Zimbabwe Protesters Call for National Shutdown as 68 Demonstrators Charged

Robert Mugabe road sign
A street sign with President Robert Mugabe's name on it is seen on the ground as protesters march for electoral reforms in Harare, Zimbabwe, on August 26. Protest groups have called for a national strike on Wednesday. WILFRED KAJESE/AFP/Getty Images

Zimbabwean President Robert Mugabe will be forced to leave office by the end of 2016, according to a protest campaign calling for a national shutdown on Wednesday.

Civil unrest has been growing in Zimbabwe, with 18 political parties uniting in a mass protest in the capital Harare on Friday to demand electoral reforms. Two major protest campaigns have emerged and have worked closely together: #Tajamuka—which translates loosely as, "Let's act" —which is a coalition of 14 opposition parties and scores of civil society groups; and #ThisFlag, a campaign sparked by a Harare-based pastor called Evan Mawarire. The groups organized a stay-at-home protest earlier in July, which left many businesses closed throughout Harare.

Tajamuka—which reportedly has the backing of Morgan Tsvangirai and Joice Mujuru, both leaders of opposition parties in Zimbabwe—has called for another national shutdown on Wednesday, urging citizens to not go into work and to remain at home.

Speaking to a press conference in Harare on Monday, Tajamuka member Hardlife Mudzingwa said that he believed Mugabe would bow to the pressure being exerted by protest campaigns. "I don't think we can reach December while he is still in office," said Mudzingwa, who added that an application had been made to Zimbabwe's constitutional court to challenge the 92-year-old president's capacity to govern.

Friday's protest drew a violent response from Zimbabwean police, with tear gas being fired and protesters beaten. Sixty-eight protesters were charged with inciting public violence in the wake of the demonstration, and face a fine and up to 10 years in jail if convicted. The accused appeared in court on Tuesday to request bail. Magistrate Tendai Mahwe earlier refused bail for Promise Mkwananzi, a spokesperson for #Tajamuka, Reuters reported.
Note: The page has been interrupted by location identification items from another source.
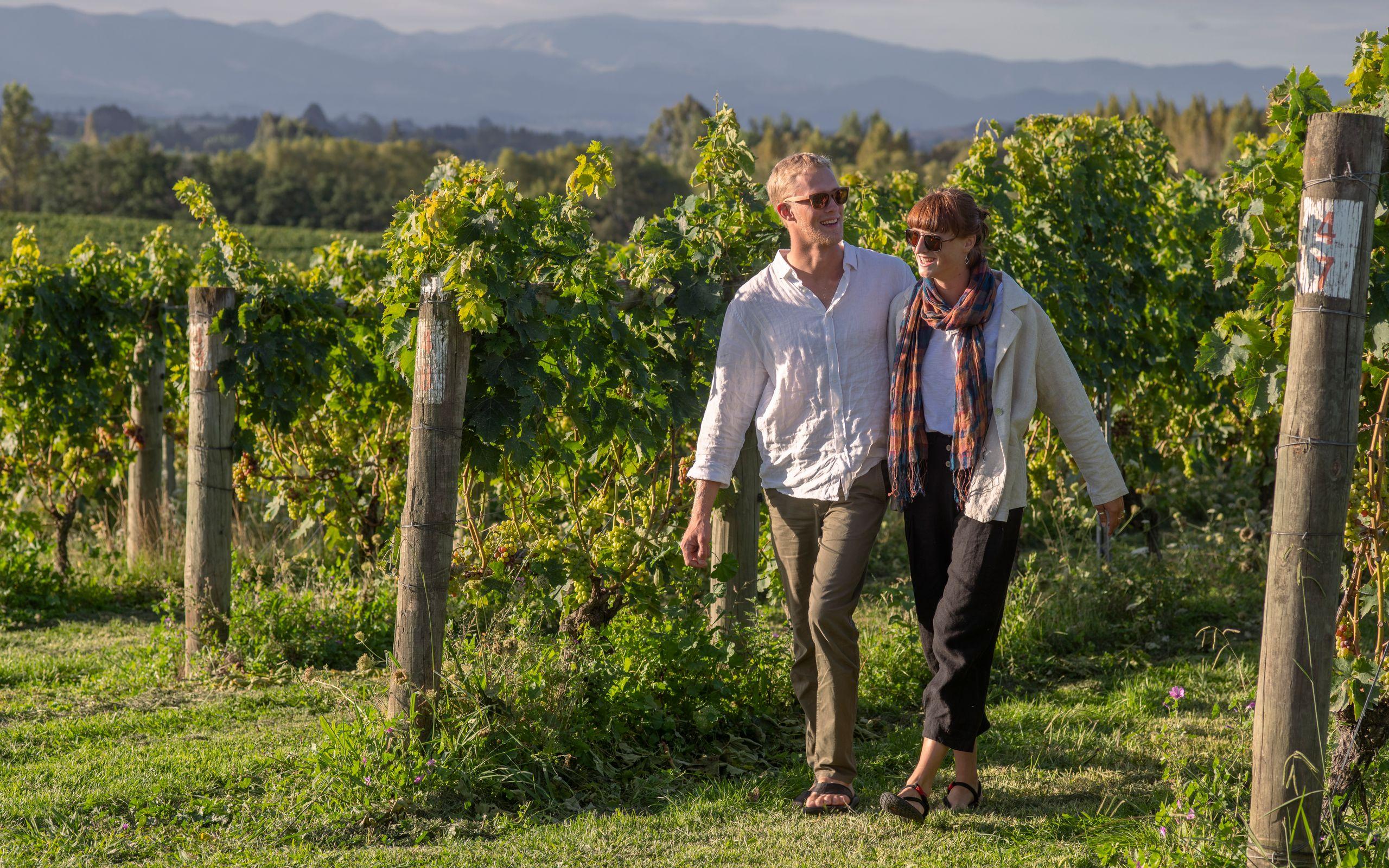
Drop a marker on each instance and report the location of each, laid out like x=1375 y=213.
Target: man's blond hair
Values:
x=791 y=169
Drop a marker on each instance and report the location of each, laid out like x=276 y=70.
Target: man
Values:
x=803 y=356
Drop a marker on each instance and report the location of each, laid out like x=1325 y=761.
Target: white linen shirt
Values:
x=812 y=378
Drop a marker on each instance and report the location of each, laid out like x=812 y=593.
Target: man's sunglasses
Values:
x=820 y=200
x=933 y=242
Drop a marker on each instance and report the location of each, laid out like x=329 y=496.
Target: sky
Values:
x=1251 y=33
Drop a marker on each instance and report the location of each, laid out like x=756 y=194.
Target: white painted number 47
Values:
x=1328 y=241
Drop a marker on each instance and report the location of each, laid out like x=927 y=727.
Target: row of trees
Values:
x=294 y=173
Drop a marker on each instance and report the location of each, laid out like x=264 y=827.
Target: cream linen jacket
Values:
x=1031 y=373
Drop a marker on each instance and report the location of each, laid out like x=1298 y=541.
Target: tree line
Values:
x=296 y=173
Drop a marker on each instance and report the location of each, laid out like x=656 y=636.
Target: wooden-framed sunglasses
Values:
x=820 y=200
x=931 y=242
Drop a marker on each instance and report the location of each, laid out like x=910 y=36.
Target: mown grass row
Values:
x=107 y=759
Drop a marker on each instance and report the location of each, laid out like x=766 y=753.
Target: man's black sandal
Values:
x=830 y=788
x=902 y=806
x=969 y=806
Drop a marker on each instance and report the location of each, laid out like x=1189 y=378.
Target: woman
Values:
x=976 y=356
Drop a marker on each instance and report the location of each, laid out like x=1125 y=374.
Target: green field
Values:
x=109 y=760
x=59 y=234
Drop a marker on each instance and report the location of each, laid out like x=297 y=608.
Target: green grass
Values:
x=59 y=234
x=95 y=733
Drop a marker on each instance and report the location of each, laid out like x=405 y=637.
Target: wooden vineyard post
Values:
x=1316 y=462
x=212 y=421
x=427 y=521
x=143 y=537
x=734 y=532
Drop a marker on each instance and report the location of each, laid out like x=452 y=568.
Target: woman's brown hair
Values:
x=955 y=213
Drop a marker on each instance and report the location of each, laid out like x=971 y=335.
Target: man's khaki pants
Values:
x=823 y=553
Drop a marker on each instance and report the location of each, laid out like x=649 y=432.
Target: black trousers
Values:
x=960 y=571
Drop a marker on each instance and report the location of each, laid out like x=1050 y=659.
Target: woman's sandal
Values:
x=902 y=806
x=830 y=788
x=970 y=806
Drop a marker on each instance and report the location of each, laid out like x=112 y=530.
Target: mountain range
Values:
x=608 y=74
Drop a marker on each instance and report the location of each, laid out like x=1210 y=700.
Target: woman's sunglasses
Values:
x=820 y=200
x=933 y=242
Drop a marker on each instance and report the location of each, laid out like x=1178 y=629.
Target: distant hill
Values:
x=603 y=74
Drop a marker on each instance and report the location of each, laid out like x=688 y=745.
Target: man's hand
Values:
x=698 y=538
x=696 y=542
x=1113 y=513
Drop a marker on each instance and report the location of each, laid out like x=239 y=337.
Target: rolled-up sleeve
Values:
x=1063 y=399
x=737 y=388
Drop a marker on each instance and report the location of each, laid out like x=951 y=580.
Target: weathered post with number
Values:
x=1316 y=459
x=734 y=532
x=143 y=537
x=431 y=499
x=212 y=421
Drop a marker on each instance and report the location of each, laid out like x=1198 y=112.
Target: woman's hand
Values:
x=1112 y=513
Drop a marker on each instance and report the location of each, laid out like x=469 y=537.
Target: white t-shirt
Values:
x=938 y=370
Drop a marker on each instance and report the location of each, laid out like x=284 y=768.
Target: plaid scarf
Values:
x=974 y=398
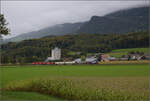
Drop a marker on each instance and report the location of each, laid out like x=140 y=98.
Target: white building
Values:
x=55 y=54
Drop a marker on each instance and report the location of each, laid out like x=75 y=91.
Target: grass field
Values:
x=85 y=82
x=120 y=52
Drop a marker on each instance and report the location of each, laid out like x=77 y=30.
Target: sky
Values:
x=27 y=16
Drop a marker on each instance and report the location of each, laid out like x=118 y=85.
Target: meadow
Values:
x=76 y=82
x=121 y=52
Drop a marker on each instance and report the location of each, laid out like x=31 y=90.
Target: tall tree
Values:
x=3 y=26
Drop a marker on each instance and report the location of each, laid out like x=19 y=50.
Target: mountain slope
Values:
x=130 y=20
x=123 y=21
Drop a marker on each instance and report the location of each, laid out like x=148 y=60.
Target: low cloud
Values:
x=27 y=16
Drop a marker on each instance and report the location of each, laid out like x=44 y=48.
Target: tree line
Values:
x=32 y=50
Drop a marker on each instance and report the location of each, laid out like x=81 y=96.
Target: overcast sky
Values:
x=27 y=16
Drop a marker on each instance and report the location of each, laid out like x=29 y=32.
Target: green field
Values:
x=58 y=82
x=120 y=52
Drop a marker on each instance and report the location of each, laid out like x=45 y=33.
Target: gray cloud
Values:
x=26 y=16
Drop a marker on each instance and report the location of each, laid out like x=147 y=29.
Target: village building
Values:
x=55 y=54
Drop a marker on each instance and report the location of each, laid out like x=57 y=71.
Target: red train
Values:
x=43 y=63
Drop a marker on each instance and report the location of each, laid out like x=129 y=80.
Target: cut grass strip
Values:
x=85 y=89
x=26 y=96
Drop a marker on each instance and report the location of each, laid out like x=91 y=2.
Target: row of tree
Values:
x=28 y=51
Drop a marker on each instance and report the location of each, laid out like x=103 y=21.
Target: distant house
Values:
x=55 y=54
x=103 y=57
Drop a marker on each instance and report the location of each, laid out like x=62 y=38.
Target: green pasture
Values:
x=121 y=52
x=85 y=76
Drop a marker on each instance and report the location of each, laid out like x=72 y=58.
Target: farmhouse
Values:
x=55 y=54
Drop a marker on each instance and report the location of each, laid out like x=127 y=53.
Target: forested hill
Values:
x=39 y=49
x=129 y=20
The protest campaigns have grown out of a sense of despair at the state of Zimbabwe. Unemployment has been estimated as high as 80 percent of the workforce and a shortage of U.S. dollars has led the country to announce the introduction of bond notes—a surrogate currency pegged to the value of the U.S. dollar.

This has raised fears of another era of hyperinflation in Zimbabwe—in 2007-08, the Zimbabwean dollar became worthless and inflation skyrocketed so that a loaf of bread cost 10 million Zimbabwean dollars.

The country is also experiencing a drought that led Mugabe to declare a state of disaster in several rural areas in February.